No hay un área centralizada para las inversiones; cada concejalía hace lo que le da la gana, como si el Covid justificara este desmadre medieval. Y no hay procedimientos escritos en 2020…
Es una vergüenza que en plena pandemia, cuando la eficiencia era vital, no tuvieran ni un maldito manual para saber quién hace qué. El sistema de codificación es un delirio: cada factura con un código distinto según quién la emita. Seguir un contrato es imposible, y en un año donde cada euro contaba, aquello fue un sabotaje a la transparencia.
El inventario es otro esperpento. Las certificaciones y facturas van a patrimonio antes de reconocerse y una vez al año intentan cuadrarlo.
Pero las clasificaciones no coinciden con las cuentas contables, así que buena suerte rastreando algo. Los retrasos son de cárcel: certificaciones como la pasarela de la M-503 o las viviendas de VPO de Coca de la Piñera tardaron hasta seis meses en tramitarse. ¿El Covid? No cuela. Eso es pura negligencia que viola la Ley 3/2004 contra la morosidad, generando intereses de demora mientras la tesorería duerme.
Los informes de intervención lo gritan: plazos incumplidos, y nadie hace nada.
Las propuestas de gasto son una burla. En obras, un “es necesario” y listo; en informática se molestan más. ¿Por qué esta doble vara? Huele a desidia o a algo peor.
La cuenta 413, con 1,75 millones pendientes —89% de años previos—, es un tumor que crece desde antes de la pandemia. Y el truco del reconocimiento extrajudicial de créditos (REC) y convalidaciones es de traca: disfrazan gastos como “reajustes de anualidades” y los cuelan sin seguir las reglas. Esto no es una emergencia del Covid, es un abuso sistemático que la pandemia solo ha destapado.
El ajuste de inventario de 11,2 millones por obras terminadas es lo único que parece decente, pero el periodo medio de pago es un bochorno: facturas fuera de plazo en un Ayuntamiento con liquidez. ¡En 2020, cuando las empresas se ahogaban!

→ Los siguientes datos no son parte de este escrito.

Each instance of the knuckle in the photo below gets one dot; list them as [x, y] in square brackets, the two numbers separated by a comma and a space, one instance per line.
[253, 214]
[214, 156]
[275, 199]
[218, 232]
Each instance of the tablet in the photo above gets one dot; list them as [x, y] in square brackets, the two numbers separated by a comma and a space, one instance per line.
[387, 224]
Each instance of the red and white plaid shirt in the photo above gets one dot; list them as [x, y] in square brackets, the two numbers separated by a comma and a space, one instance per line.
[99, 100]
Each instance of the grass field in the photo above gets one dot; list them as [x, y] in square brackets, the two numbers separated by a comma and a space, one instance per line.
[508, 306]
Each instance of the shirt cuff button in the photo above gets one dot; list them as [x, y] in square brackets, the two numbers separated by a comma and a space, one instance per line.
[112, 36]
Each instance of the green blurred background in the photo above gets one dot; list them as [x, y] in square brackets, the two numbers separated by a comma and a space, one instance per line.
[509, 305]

No era falta de dinero, era una gestión tan torpe que da asco.
En resumen, el Ayuntamiento de Pozuelo convirtió el primer año de la pandemia en una excusa para exhibir su incompetencia legendaria: planificación nula, descontrol absoluto, sistemas absurdos y una actitud que apesta a negligencia o algo más oscuro.
El Covid no atenúa esto; lo agrava.
Es un insulto a los ciudadanos que pagaron impuestos en medio de una crisis para financiar esta chapuza monumental.